Review: Galerie Déplacée – Tendresse (self-released, Jan 30)

Audio recordings of sound installations comprise a significant portion of the material most foundational to my learning to appreciate everything I hear (and don’t hear). Classics like Tinguely’s Sculpture at the Tate and Eastley’s career-spanning 2×CD compilation on Paradigm were and are incalculably influential on me and the way I listen, thanks in most part to their simultaneous radicalization and distillation of the relationship between the physical and the auditory. That quality, however, is somewhat predicated on actually knowing what the installation that was recorded looks like, or better yet having seen it in person; there’s an interesting limbo opened when a document is presented without the thing it documented, as I discussed with regard to Wind Tide’s release of audio from their Focused and Found Routines. But in that case we were at least given a bit of description about what the work involved, and any shred of context can go a long way. Here, with Tendresse, the Polish sound artist operating under the pseudonym Galerie Déplacée gives us what is perhaps the most precisely cut half possible—i.e., the effect without any of the cause—in the form of a digital album ripped from a cassette which in turn was tracked with roughly 33 minutes of the sound of the unknown installation. With two degrees of removal (or three?) it’s hard to tell where one plane of perception ends and another begins, so one might as well focus solely on the audio itself, which is pretty incredible.
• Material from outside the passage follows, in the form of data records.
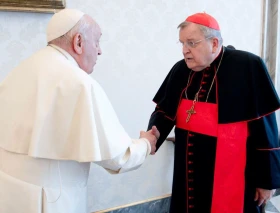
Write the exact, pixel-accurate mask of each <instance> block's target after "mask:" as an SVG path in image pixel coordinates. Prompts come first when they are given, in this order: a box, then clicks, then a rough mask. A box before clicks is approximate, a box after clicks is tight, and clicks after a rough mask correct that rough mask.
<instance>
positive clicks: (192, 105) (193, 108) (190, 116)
mask: <svg viewBox="0 0 280 213" xmlns="http://www.w3.org/2000/svg"><path fill="white" fill-rule="evenodd" d="M200 90H201V87H200V88H199V90H198V91H197V93H196V94H195V96H194V99H193V105H192V106H191V108H190V109H188V110H187V111H186V112H187V113H188V116H187V119H186V123H188V122H189V120H190V118H191V116H192V115H193V114H195V113H196V111H194V106H195V103H196V102H197V101H198V94H199V92H200Z"/></svg>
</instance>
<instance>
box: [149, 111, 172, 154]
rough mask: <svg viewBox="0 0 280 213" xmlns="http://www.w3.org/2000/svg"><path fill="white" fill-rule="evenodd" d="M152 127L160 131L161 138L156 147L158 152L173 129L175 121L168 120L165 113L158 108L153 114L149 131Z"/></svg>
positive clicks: (160, 135)
mask: <svg viewBox="0 0 280 213" xmlns="http://www.w3.org/2000/svg"><path fill="white" fill-rule="evenodd" d="M152 126H156V127H157V129H158V131H159V132H160V137H159V139H158V141H157V145H156V147H157V149H156V151H157V150H158V149H159V147H160V146H161V145H162V143H163V142H164V141H165V139H166V138H167V136H168V134H169V133H170V131H171V130H172V129H173V126H174V121H172V120H171V119H169V118H167V117H166V116H165V113H164V112H163V111H161V110H159V109H158V108H156V109H155V111H154V112H153V114H152V115H151V118H150V121H149V125H148V130H150V129H151V128H152Z"/></svg>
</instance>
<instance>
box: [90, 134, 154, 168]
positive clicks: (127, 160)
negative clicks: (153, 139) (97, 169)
mask: <svg viewBox="0 0 280 213" xmlns="http://www.w3.org/2000/svg"><path fill="white" fill-rule="evenodd" d="M150 153H151V145H150V142H149V141H148V140H147V139H146V138H140V139H132V143H131V145H130V146H129V147H128V148H127V150H126V151H125V152H124V153H122V154H120V155H118V156H117V157H115V158H113V159H110V160H103V161H97V162H94V163H96V164H97V165H99V166H102V167H103V168H105V169H106V170H108V171H109V172H110V173H123V172H127V171H131V170H135V169H138V168H139V167H140V166H141V165H142V164H143V163H144V161H145V159H146V157H147V156H148V155H149V154H150Z"/></svg>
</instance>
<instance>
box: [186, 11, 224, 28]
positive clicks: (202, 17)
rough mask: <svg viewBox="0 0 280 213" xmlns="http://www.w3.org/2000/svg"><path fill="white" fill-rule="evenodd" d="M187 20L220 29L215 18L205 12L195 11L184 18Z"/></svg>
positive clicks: (206, 26)
mask: <svg viewBox="0 0 280 213" xmlns="http://www.w3.org/2000/svg"><path fill="white" fill-rule="evenodd" d="M186 21H187V22H192V23H196V24H200V25H203V26H205V27H209V28H212V29H215V30H220V27H219V24H218V22H217V21H216V19H215V18H213V17H212V16H210V15H209V14H207V13H195V14H193V15H191V16H189V17H188V18H187V19H186Z"/></svg>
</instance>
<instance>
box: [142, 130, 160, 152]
mask: <svg viewBox="0 0 280 213" xmlns="http://www.w3.org/2000/svg"><path fill="white" fill-rule="evenodd" d="M159 137H160V133H159V131H158V129H157V127H156V126H153V127H152V129H150V130H149V131H147V132H145V131H140V138H146V139H147V140H148V141H149V142H150V144H151V155H154V154H155V153H156V144H157V140H158V139H159Z"/></svg>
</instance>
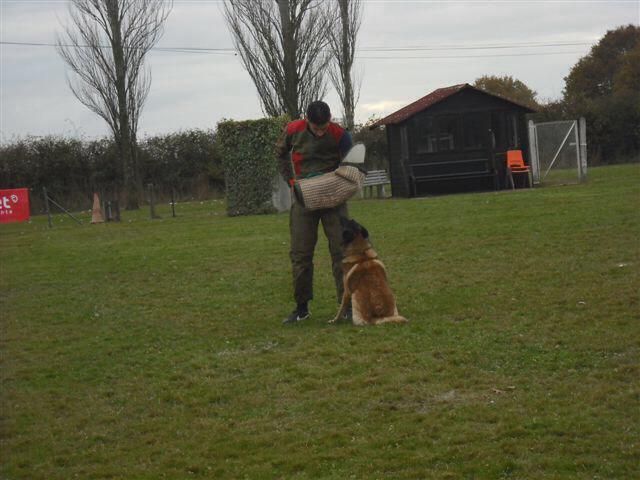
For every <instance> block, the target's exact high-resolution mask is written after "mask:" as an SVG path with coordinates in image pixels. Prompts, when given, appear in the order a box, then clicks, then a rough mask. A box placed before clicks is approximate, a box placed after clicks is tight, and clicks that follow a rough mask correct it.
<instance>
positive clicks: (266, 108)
mask: <svg viewBox="0 0 640 480" xmlns="http://www.w3.org/2000/svg"><path fill="white" fill-rule="evenodd" d="M224 13H225V17H226V20H227V24H228V26H229V29H230V31H231V33H232V35H233V38H234V43H235V46H236V49H237V50H238V53H239V54H240V57H241V58H242V62H243V64H244V66H245V68H246V69H247V71H248V72H249V75H250V76H251V79H252V80H253V83H254V84H255V86H256V89H257V90H258V95H259V97H260V102H261V105H262V110H263V112H264V113H265V114H266V115H269V116H278V115H282V114H284V113H286V114H288V115H289V116H291V118H298V117H299V116H300V114H301V112H303V111H304V108H305V107H306V105H307V104H308V103H310V102H312V101H313V100H318V99H320V98H323V97H324V95H325V94H326V80H325V78H326V77H325V75H326V71H327V67H328V64H329V61H330V56H329V55H328V52H327V50H326V47H327V45H328V36H327V32H328V30H329V29H330V28H332V26H333V18H334V17H333V12H332V10H331V8H329V7H328V6H327V3H326V2H323V0H225V3H224Z"/></svg>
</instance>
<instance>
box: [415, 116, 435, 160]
mask: <svg viewBox="0 0 640 480" xmlns="http://www.w3.org/2000/svg"><path fill="white" fill-rule="evenodd" d="M418 128H419V131H420V134H419V144H418V151H419V152H421V153H424V152H427V153H433V152H435V151H436V145H437V138H438V136H437V134H436V127H435V122H434V121H433V117H424V118H423V119H422V120H421V121H420V122H419V124H418Z"/></svg>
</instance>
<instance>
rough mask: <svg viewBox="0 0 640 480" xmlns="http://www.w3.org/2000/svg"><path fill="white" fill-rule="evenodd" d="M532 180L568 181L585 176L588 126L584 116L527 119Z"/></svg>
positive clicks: (586, 175)
mask: <svg viewBox="0 0 640 480" xmlns="http://www.w3.org/2000/svg"><path fill="white" fill-rule="evenodd" d="M529 145H530V146H531V167H532V173H533V182H534V183H535V184H539V185H567V184H572V183H581V182H584V181H586V179H587V128H586V122H585V119H584V118H580V119H579V120H567V121H559V122H544V123H534V122H533V121H531V120H530V121H529Z"/></svg>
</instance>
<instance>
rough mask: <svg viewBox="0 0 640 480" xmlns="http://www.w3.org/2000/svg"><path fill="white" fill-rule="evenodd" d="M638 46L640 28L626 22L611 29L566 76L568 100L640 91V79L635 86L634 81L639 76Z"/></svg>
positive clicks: (567, 101) (565, 92)
mask: <svg viewBox="0 0 640 480" xmlns="http://www.w3.org/2000/svg"><path fill="white" fill-rule="evenodd" d="M639 47H640V27H636V26H635V25H627V26H625V27H620V28H618V29H616V30H610V31H608V32H607V33H606V34H605V36H604V37H602V39H601V40H600V41H599V42H598V43H597V44H596V45H594V46H593V47H592V48H591V51H590V52H589V54H588V55H586V56H584V57H582V58H581V59H580V60H579V61H578V63H576V64H575V65H574V66H573V68H572V69H571V72H570V73H569V75H568V76H567V77H565V82H566V83H565V89H564V97H565V101H566V102H568V103H569V104H578V103H580V102H582V101H585V100H595V99H597V98H602V97H607V96H609V95H614V94H616V93H618V92H622V91H626V90H628V88H631V90H632V91H633V90H635V92H638V91H639V89H640V82H638V81H636V82H635V85H633V83H632V81H633V79H634V78H635V79H636V80H638V77H640V63H638V55H639V51H638V48H639Z"/></svg>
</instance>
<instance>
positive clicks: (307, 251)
mask: <svg viewBox="0 0 640 480" xmlns="http://www.w3.org/2000/svg"><path fill="white" fill-rule="evenodd" d="M347 216H348V213H347V205H346V203H343V204H342V205H339V206H337V207H335V208H328V209H324V210H314V211H309V210H306V209H305V208H304V207H303V206H302V205H300V204H299V203H298V202H297V201H296V200H295V196H294V200H293V202H292V205H291V211H290V213H289V230H290V232H291V251H290V257H291V267H292V270H293V297H294V299H295V301H296V303H304V302H308V301H309V300H311V299H312V298H313V252H314V250H315V247H316V243H317V242H318V223H322V228H323V229H324V233H325V235H326V236H327V240H329V252H330V253H331V263H332V270H333V278H334V280H335V284H336V295H337V297H338V302H340V301H341V300H342V292H343V285H342V226H341V224H340V217H347Z"/></svg>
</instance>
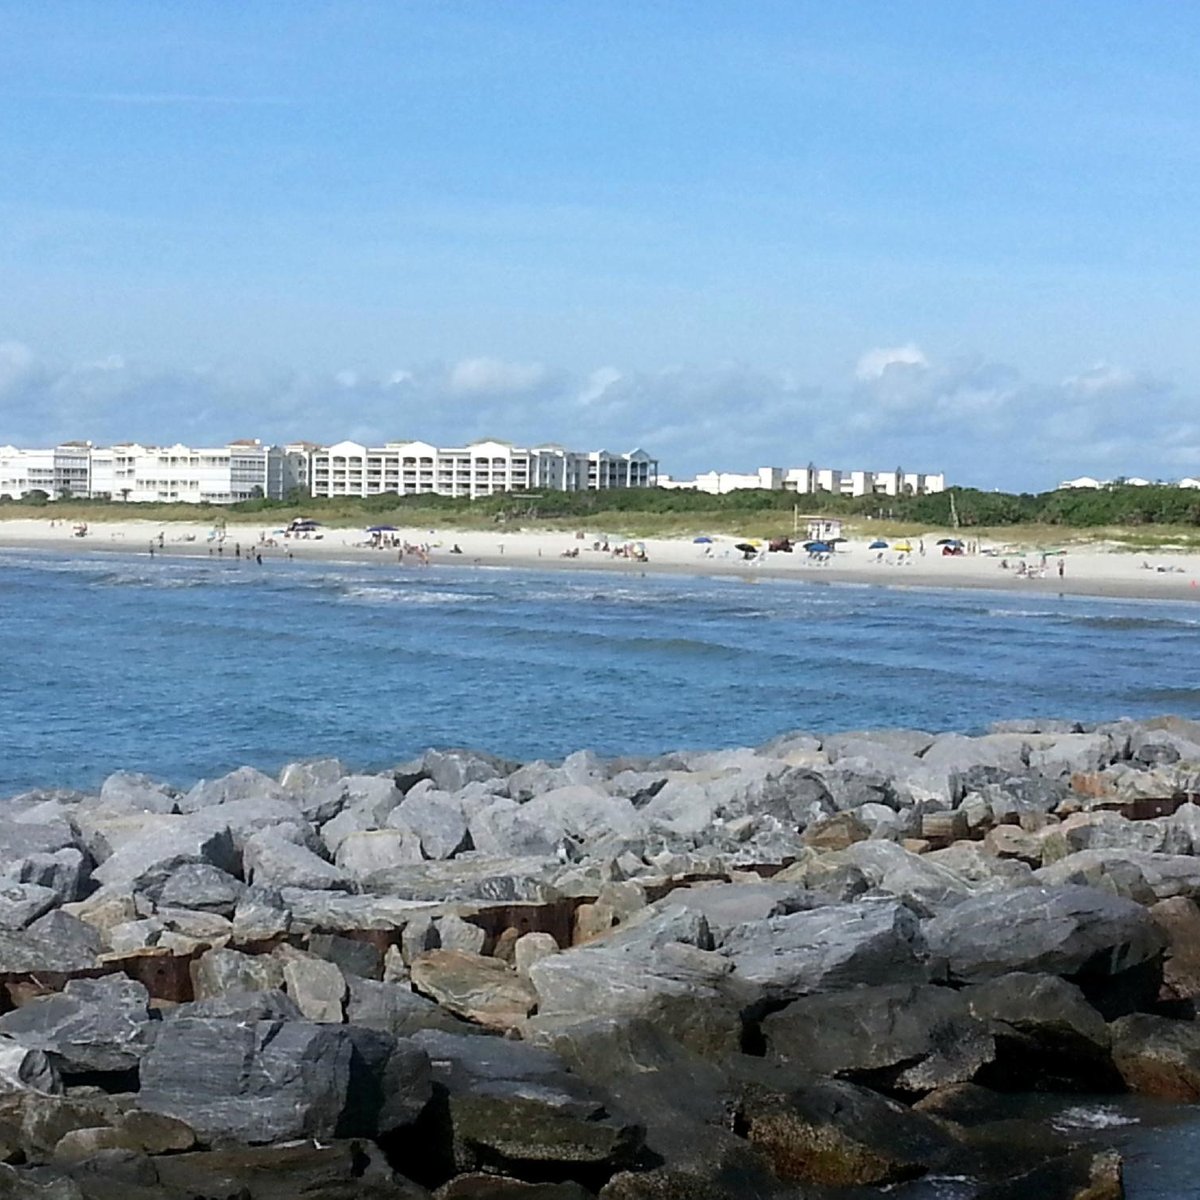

I love the subversion of clarity in using portable analog as a documentation medium, and the automated homemade-industrial mechanisms that somehow drag across and tap string instruments with bows, strike bells, and maintain swelling cells of feedback that never tip over into chaos are a perfect fit for it. The static minimalism of the overlapping operations easily immerses, and the incessant repetition is comforting, in a way, and it’s as if we don’t actually have to see the physical art at all to “know what it is.” But I bet it looks cool as fuck.